Shamik Das


Monday, December 21, 2009

12,970 reasons to love Sachin the great

Sachin-Tendulkar-Test-run-scoring-record

SIT back and admire the genius that is Sachin Tendulkar, one of the all-time greats and possibly the greatest batsman in history; certainly the greatest I’ve ever had the privilige of seeing - better even than B.C. Lara, whose individual genius seldom led to team success.

Twenty years ago last month Sachin made his debut, a milestone celebrated by Cricinfo, who have split his career into five phases in this graph of his one day international and Test run-scoring prowess. The graph I have compiled, shown above, illustrates his year-by-year contribution to the cause. (Stay tuned for his 20-year ODI graph come the conclusion of the current series against Sri Lanka).

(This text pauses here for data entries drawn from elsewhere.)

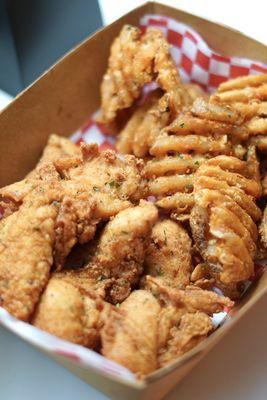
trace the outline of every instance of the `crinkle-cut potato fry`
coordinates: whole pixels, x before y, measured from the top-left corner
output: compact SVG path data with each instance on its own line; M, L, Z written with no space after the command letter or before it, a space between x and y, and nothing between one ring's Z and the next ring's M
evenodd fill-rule
M193 239L217 286L232 297L254 271L260 211L250 213L245 203L254 203L257 210L261 186L249 175L248 162L227 156L207 160L195 174L195 205L190 215ZM246 201L231 196L231 189L238 189Z
M26 178L0 189L0 205L3 208L3 217L18 210L23 197L28 194L32 186L36 186L33 179L46 180L48 179L47 174L53 173L47 170L49 168L46 167L47 163L59 158L78 157L79 155L79 147L70 139L55 134L50 135L40 160Z
M211 96L211 102L230 104L243 119L250 143L266 151L267 74L232 79L222 83Z
M164 120L168 118L165 114L170 112L166 111L166 106L165 109L159 107L163 101L159 103L162 93L159 89L151 92L144 103L136 108L118 136L116 148L120 153L136 156L147 153L149 142L153 140L152 135L156 136L165 126Z
M218 92L226 92L233 89L243 89L246 87L257 87L267 83L267 74L241 76L240 78L230 79L221 83Z
M145 257L145 274L157 276L164 284L185 288L192 269L191 239L178 222L158 221L152 228Z
M170 94L165 93L145 115L144 120L136 129L133 140L133 153L136 157L144 157L160 132L171 117Z
M43 185L0 221L0 305L23 321L32 315L49 279L56 198L56 189Z
M160 90L152 91L145 101L136 108L125 127L121 130L116 141L116 149L121 154L133 153L133 141L136 130L142 125L147 112L155 105L156 101L160 98L160 94Z
M244 87L243 89L232 89L231 91L216 93L216 99L224 103L242 102L250 100L267 100L267 83L257 87Z
M227 135L216 137L201 135L160 135L152 146L150 153L153 156L162 156L168 153L190 154L231 154L232 146Z
M193 193L175 193L156 201L156 205L165 210L174 210L171 216L179 219L180 214L189 215L194 205Z
M146 83L157 81L170 95L170 107L191 103L177 68L169 53L163 33L148 28L144 35L138 28L125 25L111 47L108 69L101 84L101 120L114 122L120 110L132 106Z
M186 174L191 171L196 171L204 160L204 156L191 156L189 154L180 153L177 153L174 156L153 158L146 163L144 173L148 178L155 178L168 172Z
M39 329L85 347L100 340L100 313L108 305L91 290L72 285L62 273L50 278L31 323Z

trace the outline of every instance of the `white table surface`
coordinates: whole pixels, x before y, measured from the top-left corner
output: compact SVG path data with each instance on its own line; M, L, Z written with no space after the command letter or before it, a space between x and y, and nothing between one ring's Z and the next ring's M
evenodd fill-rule
M267 41L265 1L164 1ZM102 0L110 22L141 1ZM242 10L242 12L240 12ZM0 109L10 97L0 90ZM170 393L166 400L267 399L267 297ZM105 400L21 339L0 327L0 400Z

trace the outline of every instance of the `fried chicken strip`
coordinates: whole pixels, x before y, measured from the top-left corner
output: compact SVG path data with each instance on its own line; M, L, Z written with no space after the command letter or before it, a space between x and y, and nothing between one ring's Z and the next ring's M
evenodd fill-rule
M64 279L63 274L55 273L41 296L31 323L62 339L95 348L100 339L103 307L103 301L93 291L74 286Z
M103 229L88 264L62 274L74 285L91 287L105 300L121 303L143 272L149 235L157 216L156 207L146 201L121 211Z
M0 304L24 321L31 316L53 264L56 193L47 186L40 189L0 221Z
M79 147L76 146L70 139L58 135L50 135L47 141L47 145L43 150L42 157L38 161L36 167L40 167L42 164L58 160L64 157L78 157L80 154ZM31 171L27 177L32 178L35 174L36 168Z
M163 367L182 356L202 342L213 326L209 316L197 311L194 314L182 315L178 326L170 331L170 338L164 350L159 355L159 366Z
M136 290L104 318L101 352L140 376L157 368L160 306L146 290Z
M145 273L158 276L164 284L184 288L191 273L191 239L178 222L157 222L146 252Z
M93 193L96 214L109 218L145 197L143 162L134 156L121 160L114 151L99 152L96 144L81 145L82 158L55 162L63 179L80 182Z
M3 217L12 214L19 208L23 198L38 185L38 180L47 179L48 163L59 158L78 157L79 155L79 147L71 140L55 134L50 135L42 157L26 178L0 189L0 206L3 208Z

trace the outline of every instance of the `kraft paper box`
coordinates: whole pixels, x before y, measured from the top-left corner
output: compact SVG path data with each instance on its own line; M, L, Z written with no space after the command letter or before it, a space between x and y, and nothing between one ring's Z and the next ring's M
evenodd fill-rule
M99 86L112 40L125 23L138 26L140 21L147 21L147 16L153 19L153 15L156 25L160 25L158 17L162 16L163 20L169 18L179 26L192 28L204 39L204 47L220 55L218 60L242 58L241 68L249 68L252 73L267 72L267 47L263 44L233 29L149 2L85 40L0 114L0 187L21 179L34 167L51 133L71 136L77 132L76 139L77 135L83 136L86 130L78 129L88 126L88 118L99 108ZM210 85L206 88L212 89L211 81ZM267 274L263 273L207 340L145 380L137 380L130 371L91 350L16 320L2 308L0 323L111 398L156 400L177 385L266 292Z

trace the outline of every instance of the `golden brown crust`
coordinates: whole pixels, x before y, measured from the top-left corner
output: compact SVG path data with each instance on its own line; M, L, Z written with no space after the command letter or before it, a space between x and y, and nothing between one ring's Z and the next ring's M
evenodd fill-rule
M170 107L178 110L191 102L170 56L163 33L125 25L113 42L108 69L101 85L101 119L110 124L120 110L129 108L146 83L156 80L170 95Z
M243 119L250 143L266 152L267 75L250 75L222 83L211 102L230 104Z
M99 343L103 302L54 274L42 294L32 324L61 339L95 348Z
M212 322L207 314L197 311L182 315L178 326L171 328L166 346L159 351L159 367L175 361L197 346L212 330Z
M224 291L228 285L232 290L254 271L255 222L260 215L255 201L261 187L249 175L248 163L226 156L206 161L195 175L195 206L190 216L193 238L210 265L211 275ZM228 189L232 188L238 188L239 197L229 196L232 190ZM240 197L245 201L240 201ZM253 203L249 212L245 204Z
M178 222L157 222L145 258L145 273L158 276L166 285L183 288L191 273L191 239Z
M101 330L101 352L132 372L146 375L157 368L160 306L146 290L136 290L119 309L112 309Z

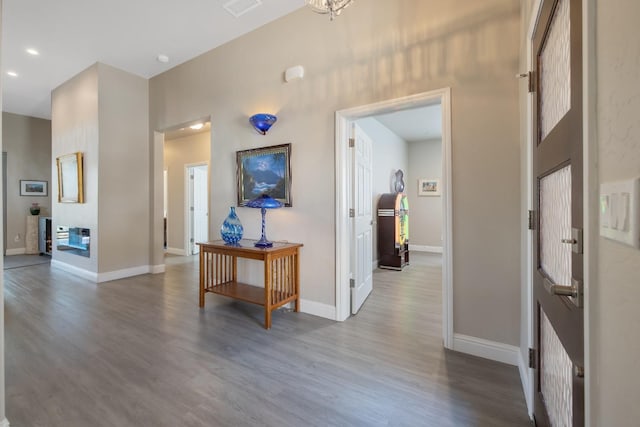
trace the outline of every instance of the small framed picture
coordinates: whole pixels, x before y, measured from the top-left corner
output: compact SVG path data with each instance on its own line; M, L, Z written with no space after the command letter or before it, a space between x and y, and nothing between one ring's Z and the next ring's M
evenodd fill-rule
M418 180L418 196L439 196L439 195L440 195L439 179L420 178Z
M47 181L31 181L27 179L20 180L20 195L21 196L47 196L48 194L48 182Z

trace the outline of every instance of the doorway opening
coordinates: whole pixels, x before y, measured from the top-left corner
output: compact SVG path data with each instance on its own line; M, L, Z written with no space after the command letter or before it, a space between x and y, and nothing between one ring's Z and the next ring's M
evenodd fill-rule
M164 236L155 240L163 242L165 254L189 256L209 237L211 122L175 126L163 136Z
M360 142L357 141L361 138L357 135L361 132L363 123L368 119L373 118L378 123L385 121L390 125L394 116L402 116L403 112L406 114L422 114L419 120L426 122L428 117L426 111L433 108L438 108L439 114L437 120L439 121L441 128L441 176L438 181L440 205L442 212L442 224L441 224L441 246L437 244L427 245L423 243L420 247L414 247L415 249L429 250L429 251L442 251L442 326L443 326L443 339L444 345L447 348L453 346L453 323L452 323L452 210L451 210L451 101L450 101L450 89L440 89L423 94L413 95L405 98L394 99L390 101L384 101L380 103L365 105L348 110L341 110L336 113L336 319L339 321L346 320L351 314L351 302L355 299L358 303L366 299L365 295L358 295L352 289L358 289L360 284L358 283L361 274L358 270L365 270L364 276L367 271L372 270L375 264L374 253L377 253L376 245L373 243L374 235L373 228L376 226L376 203L377 200L372 197L373 187L369 188L369 199L363 198L363 188L365 184L358 180L364 174L366 174L366 167L363 168L358 163L362 163L358 160L359 154L354 154L359 151L357 147L355 150L350 147L350 139L353 140L353 144L357 145ZM377 119L376 119L377 117ZM397 117L395 117L397 119ZM357 125L357 126L356 126ZM366 126L366 125L365 125ZM384 127L384 126L383 126ZM366 139L366 138L365 138ZM425 138L428 139L428 138ZM364 145L366 146L366 144ZM389 156L385 156L389 157ZM373 162L373 158L371 160ZM408 163L405 167L409 169ZM396 179L397 170L401 169L396 167L396 170L390 170L390 165L387 165L386 170L373 171L372 163L372 175L376 176L377 180L383 181L381 186L388 185L388 193L397 192L395 184L393 182ZM365 171L365 172L363 172ZM408 172L408 171L405 171ZM427 174L427 172L416 172L417 175ZM393 176L392 176L393 175ZM413 174L409 176L411 180L416 179L415 185L413 182L408 182L405 192L418 194L418 178L434 180L433 176L420 176L414 178ZM366 181L366 180L365 180ZM384 182L386 181L386 182ZM371 181L371 185L374 185ZM358 188L360 187L360 188ZM366 192L366 190L365 190ZM379 190L375 191L376 193ZM435 198L434 198L435 199ZM368 215L370 224L370 236L369 240L363 239L365 234L360 236L356 235L356 221L359 221L357 214L354 213L350 216L351 209L354 211L360 208L356 204L362 207L367 207L368 203ZM409 212L411 207L409 206ZM363 213L367 214L367 209L363 209ZM409 214L410 216L410 214ZM366 225L366 219L360 221ZM359 228L362 231L363 228ZM362 242L370 241L370 245L364 245ZM411 239L409 239L411 244ZM411 250L411 247L410 247ZM361 256L364 254L364 256ZM366 260L370 259L368 267L366 267ZM363 261L364 260L364 261ZM365 266L365 267L363 267ZM367 292L367 287L360 287L364 292ZM352 293L354 295L352 295ZM357 305L357 304L356 304Z

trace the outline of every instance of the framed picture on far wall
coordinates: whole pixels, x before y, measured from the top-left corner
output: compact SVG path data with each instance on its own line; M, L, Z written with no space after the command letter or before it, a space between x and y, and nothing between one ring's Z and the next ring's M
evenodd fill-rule
M439 195L440 195L439 179L420 178L418 180L418 196L439 196Z
M31 181L27 179L20 180L20 195L21 196L47 196L48 194L48 182L47 181Z
M236 152L238 206L267 194L291 206L291 144Z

What it best shows, aside from the sheer weight of runs the Little Master has racked up, is his consistency over the years, only four times averaging below 40 since his debut series in Pakistan, topping 50 in eleven years, 60 in nine, 70 in four, 80 in three and, incredibly, averaging more than 90 twice: in 1993 (91.42) and 2004 (91.50) - the year he hit a Test best 248 not out against Australia.

No one has scored more centuries (43) nor runs (12,970), with few having so high a conversion rate of fifties into hundreds (44.33 per cent). Since India’s inaugural Test in 1932, Tendulkar has played in 53 of the country’s 101 wins - more than half - and he has missed only 14 Tests since his debut.

To date, 2002 is his most prolific year, 1,392 runs from 16 Tests - six of which were won - with 1999 his best for centuries (five). Gaps remain, however, most notably his failure to make the honours board at Lord’s - something he’ll be determined to put right 18 months hence.